According to Nielsen, total US wine hour consumption in 2018 was $16.35 per bottle, compared to $13.80 in 2017.
The $12.50 difference between the two numbers means that in 2018 the average wine bottle was worth $24.55, while in 2017 it was valued for $16 per bottle.
Total wine hours are not only an important metric for wine shops, but also consumers who purchase wine.
A recent study by the consultancy consultancy PricewaterhouseCoopers (PwC) found that 70% to 75% of consumers consider wine hours to be a major factor in their purchase decisions.
However, if you look at the overall market for wine, the trend is not as clear-cut.
For example, in 2017, the average retail price of wine was $20.46, according Nielsen data.

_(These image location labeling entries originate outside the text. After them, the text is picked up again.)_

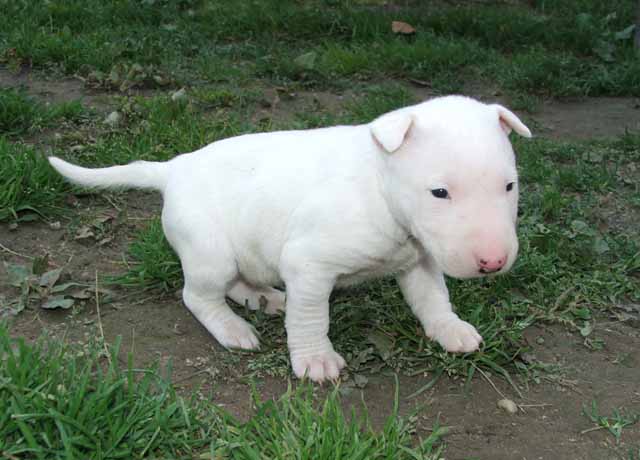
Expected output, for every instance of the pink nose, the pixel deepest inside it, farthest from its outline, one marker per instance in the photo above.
(491, 263)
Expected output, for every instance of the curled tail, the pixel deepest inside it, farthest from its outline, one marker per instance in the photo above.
(141, 174)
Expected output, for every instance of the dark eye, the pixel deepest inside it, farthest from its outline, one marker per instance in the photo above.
(440, 193)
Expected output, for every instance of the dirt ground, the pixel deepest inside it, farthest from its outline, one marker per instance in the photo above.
(548, 425)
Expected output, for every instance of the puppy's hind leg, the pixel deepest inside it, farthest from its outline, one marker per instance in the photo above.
(270, 299)
(209, 269)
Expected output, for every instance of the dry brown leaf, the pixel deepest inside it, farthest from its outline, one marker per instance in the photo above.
(399, 27)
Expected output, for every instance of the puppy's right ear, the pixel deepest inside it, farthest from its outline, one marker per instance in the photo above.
(391, 129)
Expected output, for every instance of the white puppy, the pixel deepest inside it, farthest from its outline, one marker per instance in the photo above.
(420, 192)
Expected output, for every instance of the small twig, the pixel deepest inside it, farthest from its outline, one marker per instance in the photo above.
(11, 251)
(589, 430)
(190, 376)
(561, 298)
(489, 380)
(104, 343)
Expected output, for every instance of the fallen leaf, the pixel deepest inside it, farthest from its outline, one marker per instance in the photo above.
(50, 278)
(57, 302)
(399, 27)
(63, 287)
(18, 274)
(40, 265)
(84, 233)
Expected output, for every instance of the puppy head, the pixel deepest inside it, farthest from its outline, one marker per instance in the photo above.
(450, 178)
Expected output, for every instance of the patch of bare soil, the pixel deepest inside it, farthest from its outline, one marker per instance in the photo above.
(157, 327)
(56, 90)
(589, 118)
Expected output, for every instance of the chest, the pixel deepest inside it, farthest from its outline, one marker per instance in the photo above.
(396, 260)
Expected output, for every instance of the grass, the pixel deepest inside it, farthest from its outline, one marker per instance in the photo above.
(570, 265)
(586, 46)
(579, 246)
(64, 401)
(30, 187)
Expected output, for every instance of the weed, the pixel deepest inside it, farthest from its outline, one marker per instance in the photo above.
(325, 431)
(577, 48)
(614, 424)
(60, 400)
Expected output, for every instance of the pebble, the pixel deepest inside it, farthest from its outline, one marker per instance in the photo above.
(508, 406)
(179, 95)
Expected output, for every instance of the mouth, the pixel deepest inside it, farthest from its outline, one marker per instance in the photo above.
(485, 271)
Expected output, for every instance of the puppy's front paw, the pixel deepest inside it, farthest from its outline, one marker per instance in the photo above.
(454, 335)
(235, 332)
(320, 366)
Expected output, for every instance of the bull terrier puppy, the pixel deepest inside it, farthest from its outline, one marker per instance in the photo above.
(420, 192)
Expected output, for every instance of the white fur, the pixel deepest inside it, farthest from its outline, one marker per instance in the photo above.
(325, 207)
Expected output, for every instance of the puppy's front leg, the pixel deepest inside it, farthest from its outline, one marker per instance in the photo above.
(307, 324)
(425, 291)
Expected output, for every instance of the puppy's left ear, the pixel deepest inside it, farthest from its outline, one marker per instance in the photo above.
(391, 129)
(509, 121)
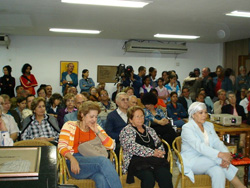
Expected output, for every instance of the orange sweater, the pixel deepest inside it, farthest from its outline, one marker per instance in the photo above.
(69, 138)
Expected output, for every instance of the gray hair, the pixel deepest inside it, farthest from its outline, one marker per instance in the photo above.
(242, 67)
(129, 98)
(230, 93)
(195, 107)
(119, 94)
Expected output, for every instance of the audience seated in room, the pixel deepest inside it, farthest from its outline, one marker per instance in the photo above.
(94, 96)
(106, 106)
(97, 168)
(176, 111)
(133, 81)
(69, 100)
(27, 111)
(54, 104)
(28, 80)
(7, 82)
(156, 118)
(141, 151)
(5, 139)
(86, 83)
(117, 119)
(185, 99)
(146, 86)
(207, 99)
(221, 102)
(162, 91)
(203, 152)
(173, 85)
(40, 125)
(21, 105)
(7, 109)
(69, 78)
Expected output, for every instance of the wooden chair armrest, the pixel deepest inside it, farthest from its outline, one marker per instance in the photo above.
(113, 156)
(170, 156)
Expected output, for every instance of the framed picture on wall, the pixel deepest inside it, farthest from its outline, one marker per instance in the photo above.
(65, 65)
(106, 73)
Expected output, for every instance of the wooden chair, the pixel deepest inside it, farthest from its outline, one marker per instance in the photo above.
(201, 181)
(66, 178)
(137, 183)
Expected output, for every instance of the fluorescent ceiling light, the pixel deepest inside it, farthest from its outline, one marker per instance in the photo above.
(239, 14)
(176, 36)
(116, 3)
(74, 31)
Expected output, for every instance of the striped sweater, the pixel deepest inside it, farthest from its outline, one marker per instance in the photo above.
(67, 135)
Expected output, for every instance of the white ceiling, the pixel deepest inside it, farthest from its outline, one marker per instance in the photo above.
(205, 18)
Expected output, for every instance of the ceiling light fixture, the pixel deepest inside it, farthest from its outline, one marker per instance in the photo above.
(239, 14)
(74, 31)
(170, 36)
(116, 3)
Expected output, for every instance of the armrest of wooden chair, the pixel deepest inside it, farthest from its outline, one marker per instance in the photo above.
(177, 149)
(170, 156)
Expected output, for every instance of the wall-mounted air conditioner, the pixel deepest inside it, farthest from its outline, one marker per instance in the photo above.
(4, 41)
(154, 46)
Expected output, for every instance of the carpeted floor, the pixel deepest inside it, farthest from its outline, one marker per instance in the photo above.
(240, 173)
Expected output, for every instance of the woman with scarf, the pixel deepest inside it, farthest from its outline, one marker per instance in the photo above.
(7, 82)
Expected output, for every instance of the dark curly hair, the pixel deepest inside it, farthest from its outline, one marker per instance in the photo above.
(25, 66)
(149, 98)
(8, 68)
(54, 97)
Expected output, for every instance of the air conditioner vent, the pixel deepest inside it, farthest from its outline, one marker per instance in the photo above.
(150, 47)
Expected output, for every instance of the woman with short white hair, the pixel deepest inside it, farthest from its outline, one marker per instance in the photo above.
(5, 139)
(203, 152)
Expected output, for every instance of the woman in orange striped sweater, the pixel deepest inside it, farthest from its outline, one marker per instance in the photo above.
(85, 129)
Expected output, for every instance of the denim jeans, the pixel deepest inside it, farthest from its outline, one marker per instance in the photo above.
(99, 169)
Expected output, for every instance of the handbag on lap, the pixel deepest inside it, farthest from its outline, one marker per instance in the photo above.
(93, 148)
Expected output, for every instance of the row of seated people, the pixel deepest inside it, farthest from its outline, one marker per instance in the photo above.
(175, 109)
(143, 153)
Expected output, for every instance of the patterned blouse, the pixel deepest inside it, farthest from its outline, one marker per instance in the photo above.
(130, 147)
(149, 117)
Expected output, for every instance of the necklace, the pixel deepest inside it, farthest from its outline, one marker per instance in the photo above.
(142, 136)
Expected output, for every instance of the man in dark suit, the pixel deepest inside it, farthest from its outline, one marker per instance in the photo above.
(117, 119)
(185, 99)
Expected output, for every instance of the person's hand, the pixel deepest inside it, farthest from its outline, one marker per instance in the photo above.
(164, 121)
(93, 127)
(159, 153)
(2, 125)
(225, 156)
(75, 168)
(224, 164)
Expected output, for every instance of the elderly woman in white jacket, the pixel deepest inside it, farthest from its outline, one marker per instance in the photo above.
(203, 152)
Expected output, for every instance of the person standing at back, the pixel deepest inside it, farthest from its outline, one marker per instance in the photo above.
(28, 80)
(69, 78)
(7, 82)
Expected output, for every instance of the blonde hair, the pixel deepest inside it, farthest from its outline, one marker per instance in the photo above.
(86, 107)
(195, 107)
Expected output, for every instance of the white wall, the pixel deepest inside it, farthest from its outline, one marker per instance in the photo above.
(45, 54)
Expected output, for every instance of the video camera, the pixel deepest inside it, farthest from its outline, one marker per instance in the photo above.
(123, 72)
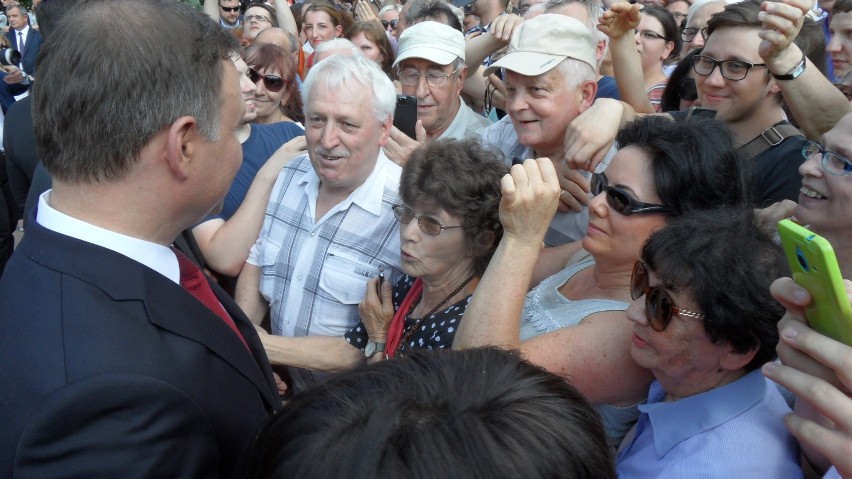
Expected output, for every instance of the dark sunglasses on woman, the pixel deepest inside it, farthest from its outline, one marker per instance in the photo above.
(620, 200)
(273, 83)
(659, 307)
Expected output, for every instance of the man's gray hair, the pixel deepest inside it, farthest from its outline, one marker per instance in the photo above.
(354, 73)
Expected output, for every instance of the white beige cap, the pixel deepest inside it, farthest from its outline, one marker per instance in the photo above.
(432, 41)
(541, 43)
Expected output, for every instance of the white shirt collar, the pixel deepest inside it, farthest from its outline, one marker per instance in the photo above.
(157, 257)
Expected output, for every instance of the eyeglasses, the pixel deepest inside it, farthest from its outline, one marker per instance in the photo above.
(659, 307)
(273, 83)
(427, 224)
(620, 200)
(433, 79)
(734, 70)
(687, 34)
(831, 162)
(256, 18)
(649, 35)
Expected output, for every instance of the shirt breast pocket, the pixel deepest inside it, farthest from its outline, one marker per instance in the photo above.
(344, 277)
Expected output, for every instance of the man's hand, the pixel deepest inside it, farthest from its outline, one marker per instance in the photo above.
(530, 196)
(622, 18)
(575, 189)
(400, 146)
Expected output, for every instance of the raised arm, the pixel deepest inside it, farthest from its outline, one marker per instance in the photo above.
(619, 24)
(226, 244)
(530, 194)
(815, 103)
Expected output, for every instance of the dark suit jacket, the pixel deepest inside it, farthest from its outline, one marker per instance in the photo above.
(30, 51)
(109, 369)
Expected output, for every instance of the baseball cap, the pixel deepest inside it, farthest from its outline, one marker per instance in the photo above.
(541, 43)
(432, 41)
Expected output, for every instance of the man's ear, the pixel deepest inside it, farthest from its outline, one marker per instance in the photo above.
(182, 139)
(588, 91)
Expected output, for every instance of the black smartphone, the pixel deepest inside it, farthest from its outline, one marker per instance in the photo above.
(405, 116)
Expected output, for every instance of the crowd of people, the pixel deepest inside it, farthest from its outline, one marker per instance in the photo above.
(234, 259)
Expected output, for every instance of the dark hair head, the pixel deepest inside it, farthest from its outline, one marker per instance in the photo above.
(376, 34)
(272, 57)
(672, 95)
(693, 163)
(97, 103)
(725, 261)
(841, 6)
(273, 17)
(469, 413)
(670, 26)
(434, 10)
(463, 178)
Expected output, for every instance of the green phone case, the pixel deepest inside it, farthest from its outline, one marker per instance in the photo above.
(814, 267)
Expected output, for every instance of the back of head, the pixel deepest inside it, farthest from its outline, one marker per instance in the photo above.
(469, 413)
(694, 163)
(133, 68)
(726, 261)
(462, 178)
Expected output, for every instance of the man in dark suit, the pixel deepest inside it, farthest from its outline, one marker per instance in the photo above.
(111, 365)
(24, 39)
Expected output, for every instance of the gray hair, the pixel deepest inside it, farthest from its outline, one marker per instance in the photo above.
(98, 103)
(594, 10)
(353, 73)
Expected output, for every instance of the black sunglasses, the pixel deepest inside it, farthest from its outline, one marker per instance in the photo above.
(659, 307)
(620, 200)
(273, 83)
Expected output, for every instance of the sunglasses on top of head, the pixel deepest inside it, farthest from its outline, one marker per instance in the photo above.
(273, 83)
(620, 200)
(659, 307)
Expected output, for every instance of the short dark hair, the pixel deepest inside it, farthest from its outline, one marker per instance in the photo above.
(271, 56)
(436, 10)
(671, 30)
(469, 413)
(376, 34)
(841, 6)
(725, 261)
(463, 178)
(693, 162)
(98, 102)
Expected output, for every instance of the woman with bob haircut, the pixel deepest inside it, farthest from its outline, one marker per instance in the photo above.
(573, 322)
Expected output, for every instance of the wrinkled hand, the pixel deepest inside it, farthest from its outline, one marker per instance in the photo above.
(530, 196)
(400, 146)
(621, 19)
(828, 397)
(590, 136)
(14, 75)
(575, 189)
(377, 312)
(503, 26)
(794, 332)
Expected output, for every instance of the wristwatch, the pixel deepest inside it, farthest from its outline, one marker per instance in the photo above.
(373, 348)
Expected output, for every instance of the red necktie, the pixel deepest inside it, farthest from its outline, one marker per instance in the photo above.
(194, 282)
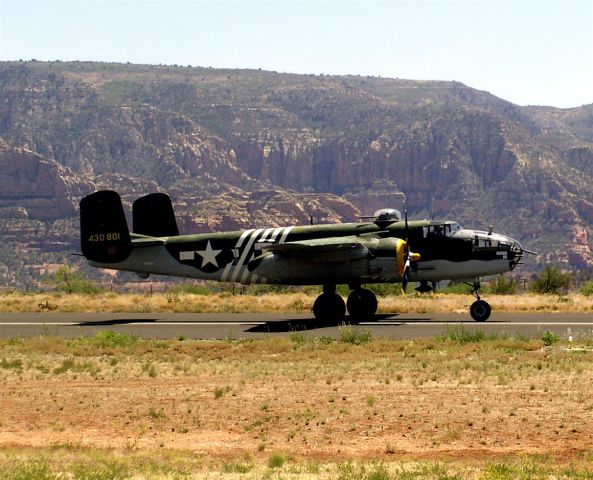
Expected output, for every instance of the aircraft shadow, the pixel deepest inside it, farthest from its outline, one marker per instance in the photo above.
(300, 324)
(115, 321)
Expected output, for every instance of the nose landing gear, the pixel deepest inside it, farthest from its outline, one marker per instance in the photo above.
(480, 310)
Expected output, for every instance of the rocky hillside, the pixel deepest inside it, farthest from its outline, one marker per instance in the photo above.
(238, 148)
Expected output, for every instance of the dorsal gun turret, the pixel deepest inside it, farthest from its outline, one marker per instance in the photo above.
(386, 216)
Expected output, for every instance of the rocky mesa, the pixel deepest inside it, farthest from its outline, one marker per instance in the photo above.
(238, 148)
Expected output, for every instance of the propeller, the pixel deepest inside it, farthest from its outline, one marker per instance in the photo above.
(408, 254)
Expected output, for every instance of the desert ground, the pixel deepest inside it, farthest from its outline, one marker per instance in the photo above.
(273, 302)
(464, 405)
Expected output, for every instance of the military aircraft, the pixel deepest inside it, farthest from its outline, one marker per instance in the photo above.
(385, 248)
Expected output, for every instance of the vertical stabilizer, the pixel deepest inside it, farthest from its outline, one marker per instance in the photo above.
(104, 235)
(153, 215)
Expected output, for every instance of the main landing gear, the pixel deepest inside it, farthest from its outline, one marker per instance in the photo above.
(479, 310)
(361, 305)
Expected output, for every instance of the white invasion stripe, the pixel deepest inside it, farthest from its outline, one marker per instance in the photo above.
(239, 265)
(285, 234)
(186, 255)
(225, 273)
(242, 237)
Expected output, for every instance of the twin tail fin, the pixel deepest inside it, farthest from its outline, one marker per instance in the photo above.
(104, 233)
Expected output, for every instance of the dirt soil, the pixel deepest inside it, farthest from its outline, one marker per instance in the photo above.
(380, 400)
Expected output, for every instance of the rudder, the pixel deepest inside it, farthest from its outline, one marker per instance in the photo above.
(104, 234)
(153, 215)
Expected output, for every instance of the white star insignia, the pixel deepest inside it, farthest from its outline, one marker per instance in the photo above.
(208, 255)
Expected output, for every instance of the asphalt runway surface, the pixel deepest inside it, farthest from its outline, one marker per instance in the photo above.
(255, 325)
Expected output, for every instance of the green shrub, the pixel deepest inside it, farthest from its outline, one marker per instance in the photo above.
(276, 461)
(550, 338)
(551, 281)
(354, 336)
(68, 280)
(503, 286)
(463, 335)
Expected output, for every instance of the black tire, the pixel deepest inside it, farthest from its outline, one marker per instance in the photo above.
(480, 311)
(362, 305)
(329, 306)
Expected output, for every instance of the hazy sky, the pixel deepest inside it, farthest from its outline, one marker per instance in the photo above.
(538, 53)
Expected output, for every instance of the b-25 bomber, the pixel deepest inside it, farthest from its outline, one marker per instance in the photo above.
(385, 248)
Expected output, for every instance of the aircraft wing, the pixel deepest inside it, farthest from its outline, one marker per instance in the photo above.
(326, 249)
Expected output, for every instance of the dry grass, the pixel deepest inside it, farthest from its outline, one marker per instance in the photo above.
(294, 302)
(300, 407)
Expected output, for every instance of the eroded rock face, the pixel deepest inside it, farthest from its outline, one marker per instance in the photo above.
(41, 189)
(238, 149)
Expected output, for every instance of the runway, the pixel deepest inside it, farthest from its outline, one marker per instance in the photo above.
(254, 325)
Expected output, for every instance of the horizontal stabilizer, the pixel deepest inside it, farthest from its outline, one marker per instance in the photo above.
(104, 235)
(153, 216)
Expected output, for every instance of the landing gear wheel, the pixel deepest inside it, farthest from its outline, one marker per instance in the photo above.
(362, 305)
(480, 311)
(329, 306)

In 2018, that number rose to $21.10.
In other words, the number that is sold at the retail store has grown substantially since the peak of the wine boom in 2017 (it now stands at $25.12 per bottle).
So how is total wine prices going to change over the next year?
According to PwC, total prices of wine are set to grow at an annual rate of 1.5% to 2% in 2018 compared to 2017.
That is a marked increase from the current annual growth rate of about 0.5%.
PwTec, a consultancy that studies the industry, estimated that total retail wine prices would grow by about 4.2% in 2020, compared with 5.1% in 2017 according to the US National Wine Institute.
PwTEC estimates that the growth rate is more consistent across all regions.
However the trend of an annual increase in retail wine price will not be mirrored across the entire wine market.
According to Wine Metric, the largest retail wine brands are likely to continue to increase their prices and, as a result, total retail price will continue to decline.
A report from the British Retail Consortium, a research firm, found that the price of retail wine in 2020 was $564 per bottle compared to the $541.96 in 2017 and $565.40 in 2016.
The report also found that average retail retail prices of wines rose 0.9% in the last five years.
The report estimated that the increase in prices was due to higher consumer spending on the average bottle of wines, increased competition from imports and increased availability of cheap, low-quality bottles.
PwG, a firm that provides market data and research, believes that a more stable market for retail wine will continue.
In 2017, it estimated that retail wine consumption increased by 5% in 2019.
In 2020, it forecast a 1.4% increase.
“We expect retail prices to continue their upward trend, with an increase in consumer spending in the 2020s, with a decrease in the current year, and then a recovery in 2020.
This will see consumer prices in 2020 stay at the current levels,” PwG’s David Miller told Next Big Economy.
However there are also signs of a slowdown.
According the report, total wholesale wine prices dropped by 4.4%, with a corresponding decline in retail prices.
PWG says that this was due largely to the impact of the Brexit vote, and that some countries are still trying to find ways to control alcohol and alcohol-related issues.